The protesters on Friday called on Amazon to go further by stopping to host ICE and CBP on Amazon Web Services and ending its partnership with Palantir that also facilitates deportations and surveillance.

“Corporations for years have not only been complicit, but active beneficiaries of the tax money needlessly spent to tear apart immigrant families and communities,” Guadalupe of participating group La Resistencia said in a statement. “Tech plays a bigger role today more than ever in empowering ICE surveillance and its apparatuses of control.”

Eliza Pan, the co-founder of Amazon Employees for Climate Justice (AECJ), told the crowd that Ring dropping the Flock contract was “a big victory for every single person here.”

“We’re adding to that pressure by being here together,” she said. “Amazon knew about this rally, and knows that this is the first of many if they do not end these other partnerships.

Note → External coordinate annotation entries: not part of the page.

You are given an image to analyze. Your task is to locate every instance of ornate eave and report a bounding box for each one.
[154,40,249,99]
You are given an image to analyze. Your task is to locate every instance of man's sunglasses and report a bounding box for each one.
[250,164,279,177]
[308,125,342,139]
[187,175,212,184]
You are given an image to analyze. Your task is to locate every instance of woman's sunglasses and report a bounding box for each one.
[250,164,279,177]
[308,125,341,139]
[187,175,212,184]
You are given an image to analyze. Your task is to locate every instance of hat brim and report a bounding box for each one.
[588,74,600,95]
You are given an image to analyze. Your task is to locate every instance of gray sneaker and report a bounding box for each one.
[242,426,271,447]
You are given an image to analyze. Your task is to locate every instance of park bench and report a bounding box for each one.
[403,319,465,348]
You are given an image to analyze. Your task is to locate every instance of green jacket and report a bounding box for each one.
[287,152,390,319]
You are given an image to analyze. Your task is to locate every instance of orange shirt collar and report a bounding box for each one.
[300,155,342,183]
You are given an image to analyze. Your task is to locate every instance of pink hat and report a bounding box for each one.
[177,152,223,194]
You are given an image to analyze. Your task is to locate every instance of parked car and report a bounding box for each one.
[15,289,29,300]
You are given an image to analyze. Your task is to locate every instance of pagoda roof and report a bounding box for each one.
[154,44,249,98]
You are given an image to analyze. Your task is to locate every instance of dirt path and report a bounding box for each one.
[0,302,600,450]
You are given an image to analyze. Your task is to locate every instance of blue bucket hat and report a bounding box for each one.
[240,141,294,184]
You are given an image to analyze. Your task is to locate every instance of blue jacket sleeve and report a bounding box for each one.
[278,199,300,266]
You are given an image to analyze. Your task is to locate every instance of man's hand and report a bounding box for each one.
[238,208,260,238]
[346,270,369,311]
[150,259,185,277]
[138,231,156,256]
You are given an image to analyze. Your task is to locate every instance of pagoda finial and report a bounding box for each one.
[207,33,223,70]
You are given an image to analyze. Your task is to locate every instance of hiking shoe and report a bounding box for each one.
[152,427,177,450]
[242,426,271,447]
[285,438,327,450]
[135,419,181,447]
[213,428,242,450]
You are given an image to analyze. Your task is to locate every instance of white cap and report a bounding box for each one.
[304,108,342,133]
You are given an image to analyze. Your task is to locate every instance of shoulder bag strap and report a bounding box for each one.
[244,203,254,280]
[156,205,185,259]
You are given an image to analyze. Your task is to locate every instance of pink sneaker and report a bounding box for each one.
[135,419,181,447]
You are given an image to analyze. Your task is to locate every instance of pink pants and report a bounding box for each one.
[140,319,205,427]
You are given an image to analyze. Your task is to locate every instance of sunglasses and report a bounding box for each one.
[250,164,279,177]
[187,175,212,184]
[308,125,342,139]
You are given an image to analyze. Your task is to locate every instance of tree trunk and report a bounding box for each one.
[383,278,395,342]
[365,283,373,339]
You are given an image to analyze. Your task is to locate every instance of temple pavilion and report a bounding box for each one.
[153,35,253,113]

Amazon knows that we know now that they are facilitating and profiting from the rise of a supercharged surveillance state that does not respect human rights or the rule of law, and it must end.”

The Ring ad featured at the Super Bowl did not mention Flock and showed the Search Party feature being used to find lost dogs, yet viewers and advocates could easily imagine the technology being used in more invasive ways.

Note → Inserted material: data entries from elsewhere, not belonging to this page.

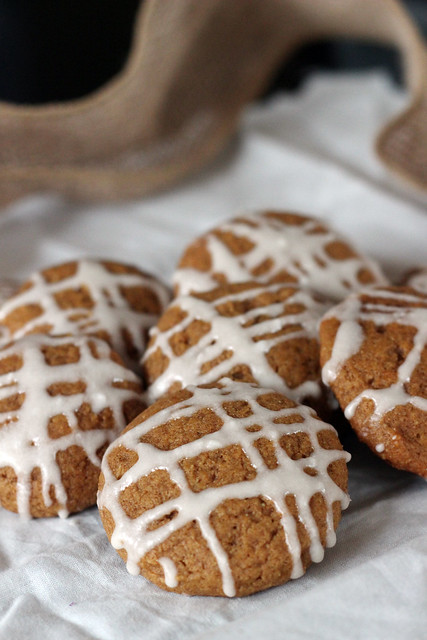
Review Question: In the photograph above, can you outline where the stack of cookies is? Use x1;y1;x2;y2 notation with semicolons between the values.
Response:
98;212;418;596
0;260;169;517
0;211;427;596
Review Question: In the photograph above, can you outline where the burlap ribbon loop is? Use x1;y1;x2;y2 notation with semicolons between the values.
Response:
0;0;427;203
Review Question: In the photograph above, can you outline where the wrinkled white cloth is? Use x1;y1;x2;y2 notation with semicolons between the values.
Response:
0;72;427;640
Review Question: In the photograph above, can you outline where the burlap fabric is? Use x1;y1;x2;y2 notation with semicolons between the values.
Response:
0;0;427;204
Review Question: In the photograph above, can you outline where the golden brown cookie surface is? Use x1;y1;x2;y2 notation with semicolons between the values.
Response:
320;287;427;478
142;282;330;406
0;260;169;368
174;211;386;300
0;335;145;517
98;380;348;596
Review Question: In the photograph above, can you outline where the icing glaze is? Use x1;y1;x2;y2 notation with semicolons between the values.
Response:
0;334;144;517
98;379;350;596
0;260;169;368
174;211;387;300
322;287;427;424
0;278;19;305
142;284;329;402
158;558;178;589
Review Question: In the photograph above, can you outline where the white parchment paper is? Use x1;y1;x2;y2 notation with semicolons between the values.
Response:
0;73;427;640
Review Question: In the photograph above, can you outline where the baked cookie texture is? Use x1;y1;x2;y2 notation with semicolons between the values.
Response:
142;282;330;416
320;287;427;478
0;260;170;370
0;334;146;517
403;267;427;294
173;211;388;301
98;379;349;596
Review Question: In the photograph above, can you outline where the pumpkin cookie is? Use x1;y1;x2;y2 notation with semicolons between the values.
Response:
320;287;427;478
0;260;169;369
98;380;349;596
174;211;387;300
142;282;330;409
0;335;145;517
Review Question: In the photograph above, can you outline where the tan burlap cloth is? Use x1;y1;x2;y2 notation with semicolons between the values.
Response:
0;0;427;204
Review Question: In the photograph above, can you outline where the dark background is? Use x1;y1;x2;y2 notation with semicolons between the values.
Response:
0;0;427;104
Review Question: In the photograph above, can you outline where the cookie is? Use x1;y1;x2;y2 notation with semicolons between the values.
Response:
174;211;387;300
98;380;349;596
0;334;145;517
320;287;427;478
142;282;330;408
0;260;169;369
0;278;19;305
403;267;427;293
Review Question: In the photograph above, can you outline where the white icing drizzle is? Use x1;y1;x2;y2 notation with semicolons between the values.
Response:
142;284;329;402
174;211;387;300
98;379;350;596
158;558;178;589
322;287;427;430
0;334;145;517
0;260;170;369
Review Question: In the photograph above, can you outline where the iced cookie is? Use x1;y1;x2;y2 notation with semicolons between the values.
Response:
0;278;19;305
98;380;349;596
142;282;330;408
174;211;386;300
0;260;169;368
320;287;427;478
404;267;427;294
0;335;145;517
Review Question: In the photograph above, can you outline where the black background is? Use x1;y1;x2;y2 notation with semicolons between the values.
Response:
0;0;427;104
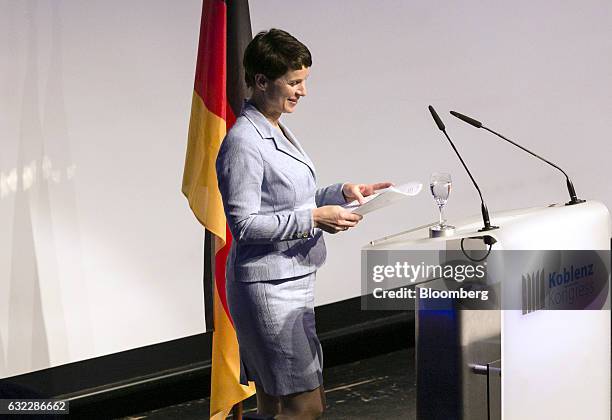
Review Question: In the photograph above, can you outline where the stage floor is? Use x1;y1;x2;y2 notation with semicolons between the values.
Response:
124;343;416;420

“The addition of AI-driven biometric identification is the latest entry in the company’s history of profiting off of public safety worries and disregard for individual privacy, one that turbocharges the extreme dangers of allowing this to carry on,” Beryl Lipton of the Electronic Frontier Foundation said in response to the ad. “People need to reject this kind of disingenuous framing and recognize the potential end result: a scary overreach of the surveillance state designed to catch us all in its net.”

The widely negative response told Amazon that partnering with Flock “was a mistake,” protest organizer Evan Sutton told Common Dreams.

“We want them to see that partnering with Palantir was a mistake and hosting ICE and CBP on Amazon Web Services was a mistake,” he said.

The protest was organized by local tech worker, immigrant justice, and other activist groups including AECJ, No Tech for Apartheid, Defend Immigrants Alliance, La Resistencia, Troublemakers, Washington for All, Seattle Indivisible, Seattle DSA, 350 Seattle, and Southend Indivisible.

The protesters gathered for about an hour to listen to six speakers, including progressive Seattle City Councilmember Alexis Mercedes Rinck. They distributed a flyer to Amazon employees and other passersby with a QR-code link for employees to connect with AECJ.

The demonstration reflects a growing frustration with the Trump-Tech alliance, both nationally and locally.

“We are seeing the American technocrats just full body hug the Trump administration right now, and in the case of Amazon, it’s a company that was born in Seattle, that has made Seattle home, that benefits from all the wonderful things about Seattle and is completely betraying Seattle values by profiting off of the industrial deportation complex and cuddling up to the Trump administration,” Sutton told Common Dreams.

He pointed out that on the night of the day that a CBP agent murdered Alex Pretti, Amazon CEO Andy Jassy attended a private White House premiere for the Melenia movie.

“We have a duty to let these companies know that we won’t stand for it,” he said.